Hoe maak je een goed schema?
- Teken rechte lijnen en maak duidelijke kolommen en rijen.
- Zorg dat alle vakken even groot zijn, zodat je makkelijk kunt vergelijken.
- Geef je kolommen en rijen duidelijke titels.
- Gebruik cijfers en geen tekeningetjes, dan blijft het overzichtelijk.
Zo zou je je presentatie kunnen indelen.
- Dia 1: Titel en de namen van je groep.
- Dia 2: Inleiding – Waar gaat de presentatie over?

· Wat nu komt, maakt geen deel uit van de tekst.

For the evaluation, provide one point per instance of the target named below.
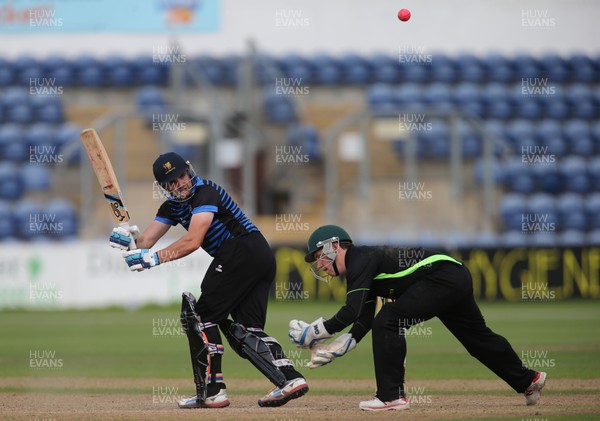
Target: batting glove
(306, 335)
(322, 354)
(120, 237)
(141, 259)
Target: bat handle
(125, 225)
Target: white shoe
(215, 401)
(376, 404)
(534, 391)
(279, 396)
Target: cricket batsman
(236, 284)
(423, 284)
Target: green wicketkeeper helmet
(321, 235)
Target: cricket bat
(106, 177)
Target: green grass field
(562, 338)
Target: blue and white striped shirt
(229, 221)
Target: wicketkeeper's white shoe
(215, 401)
(279, 396)
(534, 391)
(376, 404)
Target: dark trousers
(237, 284)
(447, 294)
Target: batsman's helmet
(169, 167)
(321, 235)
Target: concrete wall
(364, 26)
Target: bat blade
(106, 175)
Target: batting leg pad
(253, 348)
(199, 346)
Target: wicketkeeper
(236, 284)
(423, 284)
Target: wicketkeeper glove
(322, 354)
(141, 259)
(306, 335)
(120, 237)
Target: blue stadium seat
(36, 178)
(14, 96)
(414, 73)
(409, 94)
(443, 70)
(148, 73)
(471, 142)
(543, 239)
(29, 76)
(498, 68)
(571, 211)
(279, 109)
(7, 76)
(150, 99)
(7, 225)
(465, 93)
(357, 70)
(574, 170)
(578, 135)
(66, 133)
(556, 108)
(594, 172)
(514, 239)
(549, 178)
(541, 209)
(517, 177)
(307, 138)
(380, 96)
(327, 70)
(512, 208)
(470, 69)
(591, 206)
(29, 220)
(437, 93)
(10, 181)
(20, 114)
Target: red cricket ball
(404, 15)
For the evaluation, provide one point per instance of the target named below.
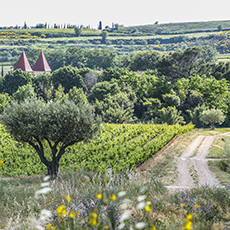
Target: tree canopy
(61, 124)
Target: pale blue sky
(126, 12)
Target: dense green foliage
(60, 124)
(120, 147)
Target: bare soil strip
(205, 176)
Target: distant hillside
(179, 28)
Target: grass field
(89, 200)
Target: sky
(123, 12)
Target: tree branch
(62, 149)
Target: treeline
(172, 88)
(179, 28)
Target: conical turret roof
(23, 63)
(42, 64)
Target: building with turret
(41, 65)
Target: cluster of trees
(67, 106)
(200, 60)
(121, 95)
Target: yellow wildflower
(61, 210)
(68, 198)
(99, 196)
(48, 226)
(195, 206)
(147, 208)
(93, 219)
(188, 225)
(188, 217)
(113, 197)
(64, 212)
(94, 214)
(72, 214)
(153, 228)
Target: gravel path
(205, 177)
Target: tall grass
(85, 200)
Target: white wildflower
(141, 205)
(46, 178)
(125, 215)
(42, 191)
(140, 225)
(122, 225)
(45, 214)
(45, 184)
(141, 198)
(122, 193)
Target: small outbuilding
(41, 65)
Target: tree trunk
(53, 169)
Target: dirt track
(205, 177)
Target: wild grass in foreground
(85, 200)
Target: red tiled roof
(42, 64)
(23, 63)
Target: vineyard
(119, 147)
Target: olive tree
(212, 117)
(60, 124)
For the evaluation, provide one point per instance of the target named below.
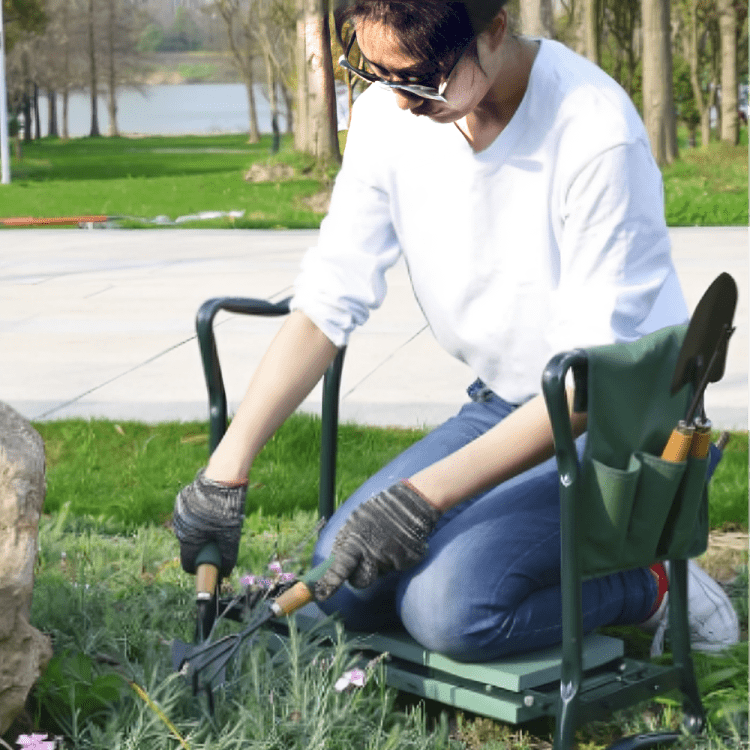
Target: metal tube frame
(217, 400)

- Dia 3 t/m 10: De belangrijkste informatie, in een logische volgorde.
- Dia 11: Conclusie – Wat hebben jullie geleerd?
- Dia 12: Bronnen – Waar heb je je informatie en afbeeldingen vandaan?
Tips
- Werk goed samen: verdeel de taken slim zodat jullie tegelijk aan verschillende onderdelen kunnen werken.
- Gebruik een gedeeld document (bijvoorbeeld Google Docs) om informatie makkelijk met elkaar te delen.
- Zorg dat iedereen iets doet. Bij de beoordeling telt het mee of je goed hebt samengewerkt.
- Kies taken waar je goed in bent – dat werkt sneller én beter.
- Schrijf op waar jullie vastliepen en wat juist goed ging. Dat helpt bij het maken van de reflectie later.